JAKARTA - Didi Global China has received the green light from domestic regulators to resume new user registration for its ride-hailing services effective from Monday, January 16th which signals the end of 1-1/2 years of the regulation-driven reshuffle.
Didi has been waiting for approval to proceed with new user registrations and downloads of its 25 apps banned in China as a key step towards getting back to normal business since regulatory issues started in mid-2021.
Reuters reported on Friday, January 13 citing sources, that Chinese authorities will allow Didi to resume new user registration and download its app at home as early as this week.
"Our company has been conscientiously cooperating with the country's cybersecurity review, seriously addressing the security issues found in the review and carrying out thorough repairs for more than one year," he said in a statement on Monday, quoted by Reuters.

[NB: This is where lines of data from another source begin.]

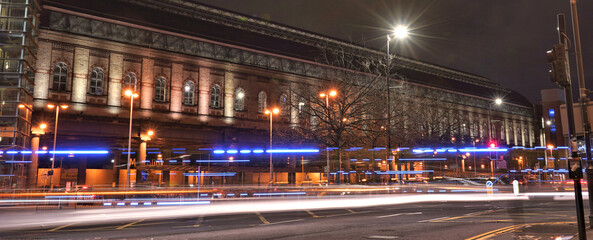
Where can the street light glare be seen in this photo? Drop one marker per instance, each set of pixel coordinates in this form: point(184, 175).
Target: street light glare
point(400, 32)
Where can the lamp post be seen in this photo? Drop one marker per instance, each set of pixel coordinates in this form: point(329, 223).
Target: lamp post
point(132, 95)
point(271, 113)
point(400, 32)
point(53, 155)
point(331, 93)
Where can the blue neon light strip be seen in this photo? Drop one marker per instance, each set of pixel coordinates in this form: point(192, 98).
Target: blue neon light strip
point(226, 174)
point(293, 151)
point(279, 194)
point(182, 203)
point(422, 159)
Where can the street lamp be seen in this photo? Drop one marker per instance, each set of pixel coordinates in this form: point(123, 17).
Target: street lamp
point(53, 156)
point(331, 93)
point(131, 94)
point(271, 113)
point(399, 32)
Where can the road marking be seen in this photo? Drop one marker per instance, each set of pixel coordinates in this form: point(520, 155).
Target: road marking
point(60, 227)
point(490, 234)
point(200, 220)
point(262, 218)
point(312, 214)
point(129, 224)
point(399, 214)
point(383, 237)
point(287, 221)
point(434, 219)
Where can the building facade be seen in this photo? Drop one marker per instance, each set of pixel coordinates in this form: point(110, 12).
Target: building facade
point(204, 77)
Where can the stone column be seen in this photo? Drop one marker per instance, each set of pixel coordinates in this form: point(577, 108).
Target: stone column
point(204, 85)
point(116, 63)
point(228, 93)
point(32, 176)
point(176, 87)
point(146, 92)
point(43, 69)
point(80, 74)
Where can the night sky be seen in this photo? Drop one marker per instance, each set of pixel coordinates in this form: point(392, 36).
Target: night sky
point(503, 40)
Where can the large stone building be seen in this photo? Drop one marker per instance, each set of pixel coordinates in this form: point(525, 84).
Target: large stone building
point(204, 77)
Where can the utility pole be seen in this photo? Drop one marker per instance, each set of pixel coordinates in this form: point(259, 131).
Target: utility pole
point(584, 102)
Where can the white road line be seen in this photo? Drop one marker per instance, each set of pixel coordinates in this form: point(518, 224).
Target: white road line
point(399, 214)
point(383, 237)
point(287, 221)
point(434, 219)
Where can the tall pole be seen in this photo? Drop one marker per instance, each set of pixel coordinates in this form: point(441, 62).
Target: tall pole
point(571, 126)
point(387, 74)
point(271, 165)
point(584, 102)
point(129, 143)
point(53, 155)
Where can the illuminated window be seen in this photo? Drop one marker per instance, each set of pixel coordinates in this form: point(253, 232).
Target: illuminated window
point(96, 86)
point(215, 96)
point(160, 86)
point(189, 93)
point(239, 99)
point(130, 81)
point(261, 102)
point(60, 76)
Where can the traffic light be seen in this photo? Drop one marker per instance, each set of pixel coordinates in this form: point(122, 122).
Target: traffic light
point(559, 72)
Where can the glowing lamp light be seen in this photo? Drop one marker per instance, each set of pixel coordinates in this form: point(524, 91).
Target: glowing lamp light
point(131, 93)
point(498, 101)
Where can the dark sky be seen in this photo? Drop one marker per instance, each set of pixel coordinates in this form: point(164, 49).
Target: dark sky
point(504, 40)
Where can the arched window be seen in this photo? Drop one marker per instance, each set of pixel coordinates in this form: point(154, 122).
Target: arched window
point(160, 86)
point(130, 82)
point(189, 92)
point(284, 106)
point(262, 102)
point(96, 86)
point(60, 76)
point(239, 99)
point(215, 96)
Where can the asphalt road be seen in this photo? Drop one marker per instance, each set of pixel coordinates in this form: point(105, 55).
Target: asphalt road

Didi will also take effective measures to ensure platform security and data security, as well as maintain national cyber security, Didi added in the statement.
The latest move comes as China's policymakers seek to restore private sector confidence and are counting on the tech industry to help spur economic activity that has been damaged by the COVID-19 pandemic.
Didi will need its ride-hailing and other apps to return to domestic app stores to win over new users, although the statement did not specifically mention that.
According to Reuters sources, the Ride-hailer business was launched in Beijing in 2012 and backed by prominent investors including Alibaba, Tencent, and SoftBank Group, in defiance of the powerful regulator, the Cyberspace Administration of China (CAC) when in 2021 it resumed its US listing. against the wishes of regulators, sources previously told Reuters.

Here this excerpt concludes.